The remaining four constructors can be divided into two pairs.

The second and third constructors take 2 or 3 arguments. The first argument is a NumericalVariable that specifies the sample. The second argument is the proposed variance. The third, optional argument is a HypothesisType value that specifies whether the test is one or two-tailed. The default value is HypothesisType.TwoTailed.
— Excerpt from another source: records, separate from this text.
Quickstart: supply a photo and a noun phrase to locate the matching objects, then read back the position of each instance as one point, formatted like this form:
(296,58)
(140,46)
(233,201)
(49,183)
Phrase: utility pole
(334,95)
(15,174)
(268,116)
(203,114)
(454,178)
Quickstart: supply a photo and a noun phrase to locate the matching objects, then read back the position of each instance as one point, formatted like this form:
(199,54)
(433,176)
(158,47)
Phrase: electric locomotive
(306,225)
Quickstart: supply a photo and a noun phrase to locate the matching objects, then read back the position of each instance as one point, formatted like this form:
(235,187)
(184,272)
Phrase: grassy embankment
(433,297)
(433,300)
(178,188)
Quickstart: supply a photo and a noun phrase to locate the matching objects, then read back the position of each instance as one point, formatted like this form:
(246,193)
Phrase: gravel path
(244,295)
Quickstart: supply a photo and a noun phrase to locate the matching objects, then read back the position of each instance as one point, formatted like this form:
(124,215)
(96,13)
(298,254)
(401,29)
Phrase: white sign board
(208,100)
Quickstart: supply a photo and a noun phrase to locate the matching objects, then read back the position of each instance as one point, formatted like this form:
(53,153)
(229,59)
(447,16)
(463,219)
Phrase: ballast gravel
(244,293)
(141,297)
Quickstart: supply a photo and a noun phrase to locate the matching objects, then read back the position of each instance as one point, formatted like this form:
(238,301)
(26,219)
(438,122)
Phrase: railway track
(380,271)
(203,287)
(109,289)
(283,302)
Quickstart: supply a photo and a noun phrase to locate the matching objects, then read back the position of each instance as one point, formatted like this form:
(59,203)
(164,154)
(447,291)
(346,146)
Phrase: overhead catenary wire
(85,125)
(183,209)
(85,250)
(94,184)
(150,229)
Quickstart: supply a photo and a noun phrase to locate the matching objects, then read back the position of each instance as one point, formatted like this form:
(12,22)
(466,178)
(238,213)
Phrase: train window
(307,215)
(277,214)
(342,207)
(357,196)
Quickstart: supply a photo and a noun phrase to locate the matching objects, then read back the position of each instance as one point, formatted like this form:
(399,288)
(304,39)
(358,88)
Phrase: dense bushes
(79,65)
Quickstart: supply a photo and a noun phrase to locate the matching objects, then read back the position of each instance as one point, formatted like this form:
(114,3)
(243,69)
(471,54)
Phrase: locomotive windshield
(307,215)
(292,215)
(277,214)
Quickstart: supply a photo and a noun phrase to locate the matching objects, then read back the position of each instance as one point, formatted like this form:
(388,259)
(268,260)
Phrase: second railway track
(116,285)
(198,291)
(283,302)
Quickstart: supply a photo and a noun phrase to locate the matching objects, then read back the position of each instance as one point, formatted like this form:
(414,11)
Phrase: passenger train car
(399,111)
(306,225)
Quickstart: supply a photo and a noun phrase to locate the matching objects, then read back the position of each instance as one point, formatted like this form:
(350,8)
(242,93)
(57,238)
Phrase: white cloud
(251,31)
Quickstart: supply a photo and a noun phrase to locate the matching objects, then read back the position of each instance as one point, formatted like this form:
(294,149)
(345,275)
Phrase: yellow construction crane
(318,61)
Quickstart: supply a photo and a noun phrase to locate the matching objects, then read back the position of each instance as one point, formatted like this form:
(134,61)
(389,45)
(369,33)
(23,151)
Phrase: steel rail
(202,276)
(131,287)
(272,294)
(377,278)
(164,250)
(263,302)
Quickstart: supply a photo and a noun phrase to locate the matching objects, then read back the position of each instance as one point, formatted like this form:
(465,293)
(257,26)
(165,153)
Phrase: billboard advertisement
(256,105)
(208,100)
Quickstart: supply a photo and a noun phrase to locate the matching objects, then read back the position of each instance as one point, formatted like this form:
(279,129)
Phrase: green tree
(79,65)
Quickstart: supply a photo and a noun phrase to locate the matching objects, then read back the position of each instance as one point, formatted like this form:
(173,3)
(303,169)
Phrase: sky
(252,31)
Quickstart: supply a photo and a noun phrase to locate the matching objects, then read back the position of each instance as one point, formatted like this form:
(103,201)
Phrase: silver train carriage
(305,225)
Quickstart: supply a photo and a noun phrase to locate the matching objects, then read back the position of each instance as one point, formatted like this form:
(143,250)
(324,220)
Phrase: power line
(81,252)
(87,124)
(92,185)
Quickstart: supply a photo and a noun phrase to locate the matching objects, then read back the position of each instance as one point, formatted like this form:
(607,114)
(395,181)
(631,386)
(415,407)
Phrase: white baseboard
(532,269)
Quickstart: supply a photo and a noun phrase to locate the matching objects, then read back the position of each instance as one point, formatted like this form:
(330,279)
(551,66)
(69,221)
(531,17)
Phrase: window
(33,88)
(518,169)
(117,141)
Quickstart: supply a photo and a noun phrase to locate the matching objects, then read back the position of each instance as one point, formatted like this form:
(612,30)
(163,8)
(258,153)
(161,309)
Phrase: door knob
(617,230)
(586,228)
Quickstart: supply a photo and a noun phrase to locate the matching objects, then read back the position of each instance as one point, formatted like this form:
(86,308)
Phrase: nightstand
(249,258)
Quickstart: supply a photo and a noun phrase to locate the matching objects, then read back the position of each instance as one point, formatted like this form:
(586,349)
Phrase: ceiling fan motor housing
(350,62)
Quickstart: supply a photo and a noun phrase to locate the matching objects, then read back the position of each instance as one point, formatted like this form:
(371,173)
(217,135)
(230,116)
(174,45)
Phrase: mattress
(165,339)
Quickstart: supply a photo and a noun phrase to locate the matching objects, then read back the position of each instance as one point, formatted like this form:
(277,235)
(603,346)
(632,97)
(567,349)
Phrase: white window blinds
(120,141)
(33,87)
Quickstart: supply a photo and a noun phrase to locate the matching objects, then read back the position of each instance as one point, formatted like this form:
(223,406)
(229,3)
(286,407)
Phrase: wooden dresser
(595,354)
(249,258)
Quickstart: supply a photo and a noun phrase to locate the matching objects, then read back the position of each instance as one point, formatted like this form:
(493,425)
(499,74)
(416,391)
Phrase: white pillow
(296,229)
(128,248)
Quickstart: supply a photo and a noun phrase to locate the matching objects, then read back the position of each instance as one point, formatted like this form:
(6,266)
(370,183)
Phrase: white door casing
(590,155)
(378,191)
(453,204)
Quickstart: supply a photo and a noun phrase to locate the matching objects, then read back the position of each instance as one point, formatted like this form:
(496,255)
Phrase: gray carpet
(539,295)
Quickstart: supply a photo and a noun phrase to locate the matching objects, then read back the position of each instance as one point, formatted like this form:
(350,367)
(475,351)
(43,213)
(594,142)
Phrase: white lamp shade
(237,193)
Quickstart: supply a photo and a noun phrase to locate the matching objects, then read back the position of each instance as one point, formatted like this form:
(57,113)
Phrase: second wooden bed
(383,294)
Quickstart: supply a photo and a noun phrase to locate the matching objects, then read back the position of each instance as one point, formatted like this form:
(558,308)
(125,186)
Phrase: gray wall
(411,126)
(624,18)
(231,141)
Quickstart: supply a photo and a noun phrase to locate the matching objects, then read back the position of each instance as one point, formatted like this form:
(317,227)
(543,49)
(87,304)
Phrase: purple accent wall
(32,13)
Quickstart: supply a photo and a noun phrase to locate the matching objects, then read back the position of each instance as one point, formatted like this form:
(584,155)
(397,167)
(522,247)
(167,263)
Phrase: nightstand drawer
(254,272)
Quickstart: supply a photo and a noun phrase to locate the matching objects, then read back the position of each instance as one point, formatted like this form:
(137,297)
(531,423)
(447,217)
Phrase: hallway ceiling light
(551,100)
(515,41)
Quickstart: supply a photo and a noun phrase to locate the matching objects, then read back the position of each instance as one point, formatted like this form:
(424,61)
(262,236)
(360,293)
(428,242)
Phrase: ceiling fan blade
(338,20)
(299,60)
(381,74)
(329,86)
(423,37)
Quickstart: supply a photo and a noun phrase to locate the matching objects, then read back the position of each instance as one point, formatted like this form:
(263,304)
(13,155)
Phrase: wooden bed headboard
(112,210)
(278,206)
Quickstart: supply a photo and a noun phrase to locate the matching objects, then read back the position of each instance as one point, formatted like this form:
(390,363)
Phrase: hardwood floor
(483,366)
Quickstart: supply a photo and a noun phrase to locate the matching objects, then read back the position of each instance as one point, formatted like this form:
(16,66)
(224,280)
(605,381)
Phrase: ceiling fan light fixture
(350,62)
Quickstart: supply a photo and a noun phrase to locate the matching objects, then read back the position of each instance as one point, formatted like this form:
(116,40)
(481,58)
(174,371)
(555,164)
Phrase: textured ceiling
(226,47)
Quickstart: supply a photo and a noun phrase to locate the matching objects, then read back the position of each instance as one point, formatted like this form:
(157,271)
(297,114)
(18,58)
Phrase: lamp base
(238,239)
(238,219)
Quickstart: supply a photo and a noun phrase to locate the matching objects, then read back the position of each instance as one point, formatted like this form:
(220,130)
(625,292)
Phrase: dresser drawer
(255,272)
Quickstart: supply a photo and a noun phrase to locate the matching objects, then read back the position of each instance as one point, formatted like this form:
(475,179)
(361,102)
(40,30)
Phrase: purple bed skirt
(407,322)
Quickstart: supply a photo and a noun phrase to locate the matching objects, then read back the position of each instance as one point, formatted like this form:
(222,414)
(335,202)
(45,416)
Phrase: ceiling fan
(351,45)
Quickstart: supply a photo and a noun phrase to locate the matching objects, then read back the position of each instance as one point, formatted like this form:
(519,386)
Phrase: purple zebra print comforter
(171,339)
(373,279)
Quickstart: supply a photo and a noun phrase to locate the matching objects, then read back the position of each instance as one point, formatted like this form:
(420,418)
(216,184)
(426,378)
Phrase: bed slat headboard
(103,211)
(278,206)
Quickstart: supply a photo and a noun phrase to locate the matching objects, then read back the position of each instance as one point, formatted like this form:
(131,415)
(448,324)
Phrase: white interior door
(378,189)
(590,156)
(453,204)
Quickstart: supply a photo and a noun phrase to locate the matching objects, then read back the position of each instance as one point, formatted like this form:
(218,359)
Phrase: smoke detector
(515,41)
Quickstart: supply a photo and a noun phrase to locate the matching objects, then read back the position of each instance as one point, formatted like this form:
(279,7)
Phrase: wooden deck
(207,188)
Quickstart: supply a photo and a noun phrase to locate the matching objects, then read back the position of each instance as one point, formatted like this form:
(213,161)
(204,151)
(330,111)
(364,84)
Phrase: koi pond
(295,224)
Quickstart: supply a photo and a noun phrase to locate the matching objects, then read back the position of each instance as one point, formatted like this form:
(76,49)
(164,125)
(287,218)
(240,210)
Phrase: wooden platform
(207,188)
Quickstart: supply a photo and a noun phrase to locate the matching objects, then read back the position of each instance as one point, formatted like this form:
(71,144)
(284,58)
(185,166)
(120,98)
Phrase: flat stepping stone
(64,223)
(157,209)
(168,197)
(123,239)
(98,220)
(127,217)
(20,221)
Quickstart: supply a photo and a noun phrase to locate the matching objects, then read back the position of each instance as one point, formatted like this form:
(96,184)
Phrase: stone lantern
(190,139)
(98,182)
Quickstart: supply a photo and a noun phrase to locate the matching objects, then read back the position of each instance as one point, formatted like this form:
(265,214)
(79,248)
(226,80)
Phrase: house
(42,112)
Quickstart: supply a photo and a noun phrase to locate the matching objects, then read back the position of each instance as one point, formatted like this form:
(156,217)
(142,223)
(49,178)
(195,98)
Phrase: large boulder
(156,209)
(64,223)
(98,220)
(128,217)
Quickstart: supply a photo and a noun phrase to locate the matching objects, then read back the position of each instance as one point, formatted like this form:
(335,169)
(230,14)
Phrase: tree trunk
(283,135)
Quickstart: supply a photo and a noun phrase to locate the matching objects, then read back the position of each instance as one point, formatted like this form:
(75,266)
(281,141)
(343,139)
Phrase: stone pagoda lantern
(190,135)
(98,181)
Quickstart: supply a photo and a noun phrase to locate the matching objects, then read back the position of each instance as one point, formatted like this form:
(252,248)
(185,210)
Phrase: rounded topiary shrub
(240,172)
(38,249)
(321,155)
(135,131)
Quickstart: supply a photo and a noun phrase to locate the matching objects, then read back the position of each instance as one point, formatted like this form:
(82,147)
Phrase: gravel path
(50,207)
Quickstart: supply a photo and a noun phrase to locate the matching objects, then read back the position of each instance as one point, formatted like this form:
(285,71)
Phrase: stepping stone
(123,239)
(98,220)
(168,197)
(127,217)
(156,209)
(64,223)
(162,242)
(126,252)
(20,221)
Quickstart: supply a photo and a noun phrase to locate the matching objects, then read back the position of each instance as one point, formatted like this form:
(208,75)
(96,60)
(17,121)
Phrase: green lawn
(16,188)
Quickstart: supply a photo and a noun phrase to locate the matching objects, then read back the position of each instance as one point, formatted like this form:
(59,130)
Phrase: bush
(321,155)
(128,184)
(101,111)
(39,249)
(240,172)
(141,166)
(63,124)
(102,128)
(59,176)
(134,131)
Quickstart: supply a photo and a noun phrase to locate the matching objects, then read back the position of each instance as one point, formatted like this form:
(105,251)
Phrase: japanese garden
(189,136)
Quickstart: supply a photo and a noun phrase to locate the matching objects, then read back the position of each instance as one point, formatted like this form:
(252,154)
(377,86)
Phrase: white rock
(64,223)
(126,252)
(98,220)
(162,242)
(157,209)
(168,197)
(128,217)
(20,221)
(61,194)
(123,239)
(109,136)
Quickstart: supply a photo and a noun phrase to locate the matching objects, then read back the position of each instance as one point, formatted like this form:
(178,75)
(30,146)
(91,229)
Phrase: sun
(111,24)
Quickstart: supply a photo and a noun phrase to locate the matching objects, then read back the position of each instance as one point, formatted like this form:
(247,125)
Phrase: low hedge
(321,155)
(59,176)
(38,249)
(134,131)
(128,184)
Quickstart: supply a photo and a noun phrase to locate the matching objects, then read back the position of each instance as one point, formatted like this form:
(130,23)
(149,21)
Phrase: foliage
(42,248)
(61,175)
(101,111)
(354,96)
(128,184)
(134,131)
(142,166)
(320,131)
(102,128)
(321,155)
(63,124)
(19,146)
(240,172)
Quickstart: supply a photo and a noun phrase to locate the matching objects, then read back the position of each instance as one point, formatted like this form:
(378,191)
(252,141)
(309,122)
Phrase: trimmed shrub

The last two constructors take 3 or 4 arguments. The first argument is an integer that specifies the size of the sample. The second argument specifies the variance of the sample. The third parameter specifies the variance to test again. The optional fourth argument is a HypothesisType value that specifies whether the test is one or two-tailed. The default value is HypothesisType.TwoTailed.

Example

The test scores of a class on a national test are as follows:

61, 77, 61, 90, 72, 51, 75, 83, 53, 82, 82, 66, 68, 57, 61, 61, 78, 69, 65.

We want to investigate if the variance of the scores is greater than 5. The following code performs the test:

C# CopyCode imageCopy Code
double[] group1Data = new double[]
    {62, 77, 61, 94, 75, 82, 86, 83, 64, 84, 
     68, 82, 72, 71, 85, 66, 61, 79, 81, 73};        
NumericalVariable results = new NumericalVariable("Class 1", group1Data);
OneSampleChiSquareTest chiSquareTest =    new OneSampleChiSquareTest();
chiSquareTest.Sample = results;
chiSquareTest.Variance = 5;
Console.WriteLine("Test statistic: {0:F4}", chiSquareTest.Statistic);
Console.WriteLine("P-value:        {0:F4}", chiSquareTest.PValue);
Console.WriteLine("Reject null hypothesis? {0}", 
    chiSquareTest.Reject() ? "yes" : "no");
Visual Basic CopyCode imageCopy Code
Dim group1Data As Double() = New Double() _
    {62, 77, 61, 94, 75, 82, 86, 83, 64, 84,
     68, 82, 72, 71, 85, 66, 61, 79, 81, 73}
Dim group1Results As NumericalVariable = _
   New NumericalVariable("Class 1", group1Data)
Dim chiSquareTest As OneSampleChiSquareTest = _
    New OneSampleChiSquareTest()
chiSquareTest.Sample = results
chiSquareTest.Variance = 5
Console.WriteLine("Test statistic: {0:F4}", chiSquareTest.Statistic)
Console.WriteLine("P-value:        {0:F4}", chiSquareTest.PValue)
Console.WriteLine("Reject null hypothesis? {0}", _
    IIf(chiSquareTest.Reject(), "yes", "no"))

The value of the chi square statistic turns out to be -2.4505 giving a p-value of 0.0143. As a result, the hypothesis that on average, the students in this class score no different than the national average is rejected at the 0.05 level.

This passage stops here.